© INTERNEPour les astronomes, cela ne fait plus guère de doute : la Lune est née d’une formidable collision entre deux mondes. Un choc de titans entre la jeune Terre et un corps céleste aussi massif que Mars. Un cataclysme survenu voici 4,5 milliards d’années au cours duquel le bolide a arraché à la planète une partie de son manteau rocheux, perdant au passage sa propre enveloppe. Tandis que les cœurs des deux astres fusionnaient, cette matière éjectée dans l’espace a été retenue par l’attraction terrestre et a formé un disque de débris qui a fini par s’agglomérer. En moins d’un an, la Lune était née.
Crash à 11 km/s
Ce scénario reste, à ce jour, le seul capable d’expliquer la densité et la composition de la Lune, très proches de celles du manteau terrestre. Mais une question, et non des moindres, préoccupe toujours les spécialistes : d’où provenait le corps qui a percuté la Terre ? Deux chercheurs de l’université de Princeton, Edward Belbruno et J. Richard Gott, tentent aujourd’hui d’y répondre d’une façon audacieuse et séduisante (1).

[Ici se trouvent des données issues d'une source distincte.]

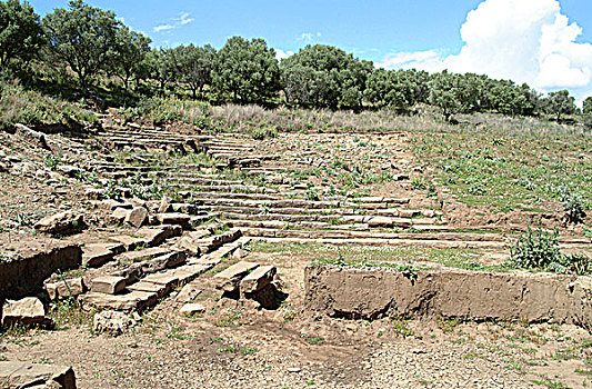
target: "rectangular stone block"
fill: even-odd
[[[277,272],[278,269],[274,266],[260,266],[242,279],[240,283],[241,293],[258,292],[273,281]]]
[[[258,267],[259,263],[245,261],[232,265],[213,277],[215,287],[225,292],[234,292],[239,288],[241,279]]]
[[[117,295],[126,288],[123,277],[104,276],[91,280],[90,290],[98,293]]]
[[[84,292],[82,278],[73,278],[60,282],[47,283],[46,291],[51,300],[77,297]]]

Cet astre a pu se former dans deux régions bien particulières de l’orbite terrestre (points de Lagrange L4 ou L5) où les forces de gravité s’équilibrent, explique Edward Belbruno. Ils constituent donc un abri idéal pour un corps en formation. En 30 millions d’années, cet objet aurait atteint sa taille maximale puis il aurait glissé lentement vers la Terre pour venir la percuter à une vitesse de 11 km/s. Donc, si l’idée d’une collision primordiale est bonne, le bolide qui est responsable de la création de la Lune provient quasiment de l’orbite terrestre, à 1 unité astronomique (UA) du Soleil.
Théorie "idéalisée"
Mais il y a 4,5 milliards d’années, des myriades de petits corps circulaient dans le système planétaire, déstabilisant constamment les relations de ce qui deviendra plus tard le couple Terre-Soleil. Le point de Lagrange L4 devait alors être bien moins tranquille que Belbruno et Gott ne veulent le faire croire… Par ailleurs, "a-t-on nécessairement besoin de L4 pour former un corps de cette taille ?", demande Alessandro Morbidelli, planétologue à l’observatoire de la Côte d’Azur.
Au début de l’histoire du système solaire, il y aurait eu assez de matière entre l’orbite de Vénus et la ceinture d’astéroïdes pour constituer une dizaine d’objets de la taille de Mars. "À cette époque, les corps ne suivaient pas des trajectoires régulières, explique Michel Festou, planétologue à l’observatoire Midi-Pyrénées. Ils se perturbaient mutuellement, entraient en collision et étaient déviés de leur orbite." Difficile d’imaginer que le projectile soit resté sagement sur la même orbite pendant 30 millions d’années dans un environnement si turbulent… "La théorie du point L4 est très idéalisée", estime ainsi Alessandro Morbidelli.
Envoyer une sonde
Pourtant, Belbruno et Gott ne déposent pas les armes. Ils proposent un moyen de vérifier leur théorie : envoyer une sonde sur 2002 AA29, un astéroïde de 100 m de diamètre qui partage son orbite avec celle de la Terre et qui s’en approche régulièrement à 5,8 millions de kilomètres. Les deux chercheurs le suspectent de s’être formé voici plusieurs milliards d’années à l’un des points de Lagrange L4 ou L5. Si c’est le cas, sa composition permettra de rendre un verdict sur leur hypothèse.
(1) Article soumis à l’Astronomical Journal.